Yemin, üç çeşittir. Bunlar boş yemin (yemin-i lağv), yalan yemin (yemin-i ğamus) ve söz yemini (yemin-i mün’akide) dir.

BOŞ YEMİN

Boş yemin (Yemin-i Lağıv), dil alışkanlığıyla yemin amacı olmaksızın günlük konuşmalarda kişinin ağzından çıkan yemin ile yanlışlıkla yahut doğru olduğu zannedilerek yapılan fakat gerçeği yansıtmayan yemindir. Bu çeşit yeminden dolayı keffaret gerekmez. Bundan dolayı Allah'ın affetmesi ve bağışlaması umulur. Mesela bir kimse, borcunu ödemedigi halde ödediğini zannederek yemin etse; böyle bir yemin, boş yemin (yemin-i lağv) olur.

YALAN YEMİN

Yalan yemin (Yemin-i Gâmus), kasten yalan yere yapılan yemindir. Mesela borcunu ödemediğini bildiği halde bir kişinin borcunu ödediğine dair yaptığı yemin bu kabildendir. Yalan yeminler, büyük günahlardandır.

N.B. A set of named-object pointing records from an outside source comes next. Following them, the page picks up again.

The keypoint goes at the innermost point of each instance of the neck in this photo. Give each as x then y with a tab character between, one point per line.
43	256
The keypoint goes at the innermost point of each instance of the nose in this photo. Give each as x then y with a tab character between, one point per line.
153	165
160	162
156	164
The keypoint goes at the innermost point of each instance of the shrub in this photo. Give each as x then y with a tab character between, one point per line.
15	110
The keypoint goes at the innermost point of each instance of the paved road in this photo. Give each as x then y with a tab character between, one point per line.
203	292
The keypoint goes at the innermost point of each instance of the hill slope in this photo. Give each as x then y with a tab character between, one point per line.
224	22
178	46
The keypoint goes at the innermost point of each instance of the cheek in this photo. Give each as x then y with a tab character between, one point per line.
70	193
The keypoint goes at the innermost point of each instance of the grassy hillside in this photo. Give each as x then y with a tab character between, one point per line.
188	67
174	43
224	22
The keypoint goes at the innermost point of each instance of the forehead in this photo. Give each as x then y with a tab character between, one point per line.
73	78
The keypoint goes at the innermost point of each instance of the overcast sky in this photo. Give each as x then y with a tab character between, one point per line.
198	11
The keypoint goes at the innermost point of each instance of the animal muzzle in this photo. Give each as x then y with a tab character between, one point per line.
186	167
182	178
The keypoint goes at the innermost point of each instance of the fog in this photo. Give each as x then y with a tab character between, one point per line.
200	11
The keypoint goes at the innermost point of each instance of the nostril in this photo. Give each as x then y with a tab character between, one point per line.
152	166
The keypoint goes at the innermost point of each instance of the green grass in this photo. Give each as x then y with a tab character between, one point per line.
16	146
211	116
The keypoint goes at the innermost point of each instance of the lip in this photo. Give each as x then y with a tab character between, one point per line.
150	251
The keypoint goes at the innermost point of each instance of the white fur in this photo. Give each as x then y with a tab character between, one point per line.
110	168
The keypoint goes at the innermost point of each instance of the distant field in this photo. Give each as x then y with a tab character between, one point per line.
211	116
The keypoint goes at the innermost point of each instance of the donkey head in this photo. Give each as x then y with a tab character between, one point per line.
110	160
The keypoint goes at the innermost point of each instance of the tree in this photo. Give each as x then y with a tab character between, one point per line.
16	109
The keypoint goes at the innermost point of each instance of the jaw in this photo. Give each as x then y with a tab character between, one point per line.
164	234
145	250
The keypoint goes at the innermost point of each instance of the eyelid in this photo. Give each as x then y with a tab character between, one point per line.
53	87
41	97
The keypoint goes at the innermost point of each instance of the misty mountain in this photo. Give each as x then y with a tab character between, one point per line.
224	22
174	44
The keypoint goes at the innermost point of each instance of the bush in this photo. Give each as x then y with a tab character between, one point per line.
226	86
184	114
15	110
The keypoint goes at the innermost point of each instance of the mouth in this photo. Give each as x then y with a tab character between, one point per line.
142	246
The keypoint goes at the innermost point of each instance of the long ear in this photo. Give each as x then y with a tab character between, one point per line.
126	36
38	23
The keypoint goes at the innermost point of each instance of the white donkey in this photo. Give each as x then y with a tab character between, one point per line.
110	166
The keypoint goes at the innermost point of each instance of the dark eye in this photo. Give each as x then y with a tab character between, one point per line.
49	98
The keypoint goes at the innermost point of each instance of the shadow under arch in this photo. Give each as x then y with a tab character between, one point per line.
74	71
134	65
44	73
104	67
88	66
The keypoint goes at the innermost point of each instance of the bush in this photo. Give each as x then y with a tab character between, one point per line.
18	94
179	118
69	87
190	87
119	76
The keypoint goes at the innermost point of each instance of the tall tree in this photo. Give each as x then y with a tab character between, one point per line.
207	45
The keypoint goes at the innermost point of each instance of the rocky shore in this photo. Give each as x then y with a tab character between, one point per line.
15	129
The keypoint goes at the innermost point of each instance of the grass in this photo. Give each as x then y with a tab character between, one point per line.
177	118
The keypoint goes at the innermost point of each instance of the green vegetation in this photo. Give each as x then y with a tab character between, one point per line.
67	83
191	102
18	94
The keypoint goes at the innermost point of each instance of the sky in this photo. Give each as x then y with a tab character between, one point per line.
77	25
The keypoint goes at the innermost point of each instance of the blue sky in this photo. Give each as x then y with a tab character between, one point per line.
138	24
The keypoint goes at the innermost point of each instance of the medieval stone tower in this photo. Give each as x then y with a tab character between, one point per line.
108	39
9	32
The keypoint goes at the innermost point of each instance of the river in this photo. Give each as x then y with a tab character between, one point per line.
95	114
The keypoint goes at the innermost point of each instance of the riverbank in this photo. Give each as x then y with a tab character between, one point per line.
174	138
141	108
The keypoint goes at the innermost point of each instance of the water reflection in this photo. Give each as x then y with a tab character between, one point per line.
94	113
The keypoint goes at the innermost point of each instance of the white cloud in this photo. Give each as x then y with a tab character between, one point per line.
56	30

Yüce Allah’ın kişiyi sorumlu tutacağı asıl yemin, işte bile bile yalan yere yapılan bu tür yeminlerdir. Bu tür yeminlerin vebalini keffaret de temizleyemeyeceği için bunların keffareti yoktur. Diğer bir deyişle bunun günahından keffaret ile de kurtulmak mümkün değildir. Yalan yere yemin eden kişinin işlediği bu büyük günah sebebiyle tevbe etmesi, Allah'tan af dilemesi ve istiğfarda bulunması gerekir.

SÖZ YEMİNİ

Söz yemini (Yemin-i Mün'akide), mümkün bulunan ve geleceğe ait olan bir şey hakkında yapılan yemindir. ‘Vallahi ben yarın borcumu vereceğim, vallahi ben falan kimse ile konuşmayacağım’ denilmesi gibi. Bu yemin yapılacak veya yapılmayacak bir işe Allah’ı şahit tutmak anlamına geldiği için adeta yemin edilen hususta Allah’a söz verilmiş olmaktadır. Bunun için bu yemine, daha anlaşılır bir ifade olmak üzere söz yemini demeyi seçtik. Söz yemininde, farz olan bir ibadeti terk etmemek, bir haramı işlememek gibi dini vecibeleri yerine getirme veya haramlardan sakınma türünden işler için yapılan yeminlere bağlı kalınması ve yeminin bozulmaması gerekir. Bu tür yeminlerin bozulması hem keffaret gerektirir hem de günaha sebep olur. Tevbe ve istigfar etmesi gerekir. Ayrıca yemin keffareti öder. Bazı yeminlerin ise dinen bozulması gerekir. Söz gelimi namaz kılmamak, içki içmek, adam öldürmek gibi Allah’ın haram kıldığı bir şeyi yapmaya yemin eden kişinin bu yeminini bozması gerekir. Bu, dini bir zorunluluktur. Böyle bir kişinin yeminini bozması sonra da yemininin keffaretini vermesi ve böyle bir yemin ettiği için de Cenab-ı Hakka tevbe ve istiğfar edip bağışlanma dilemesi gerekir.

YEMİN KEFFARETİ

Kişinin gelecekte bir şeyi yapacağına veya yapmayacağına dair ettiği yeminin (mün’akide yemin) bozulması halinde keffaret gerekir. Günümüzde yemînin keffâreti, on fakiri sabah akşam  günde iki öğün doyurmak yahut bir fıtır sadakası miktarından az olmamak üzere, yiyecek bedelini kendilerine vermek veya on fakiri giydirmektir. Bunlardan birini yapmaya gücü yetmeyenler ise, yemin keffareti olarak, ardarda üç gün oruç tutarlar. Bir şeyi yapmamak için yemin eden bir kimsenin yeminine uyması gerekir.  Ancak yemine uyulduğu takdirde, bir vazife veya bir iyiliğin yapılmaması gibi bir şey söz konusu ise yemin bozulur, sonra da keffaret verilir. Fakat dinen yapılması sakıncalı olan bir şeyi yapmamak için yapılan yemine uymak gerekir. Böyle bir yemini bozan kimsenin de yemin keffareti ödemesi ve Cenab-ı Hak'tan af dilemesi gerekir. Haram işlemek, ibâdet yapmamak gibi dinen yasaklanmış şeyleri işlemek için yemin eden kişi hemen yeminini bozmalı ve yemin keffareti vermelidir. Keffaretler, bir yönüyle dünyevi açıdan bir cezadır. Uhrevi açıdan da yemini bozmaktan dolayı Ahirette karşılaşılacak cezadan kurtuluş için bir ibadettir.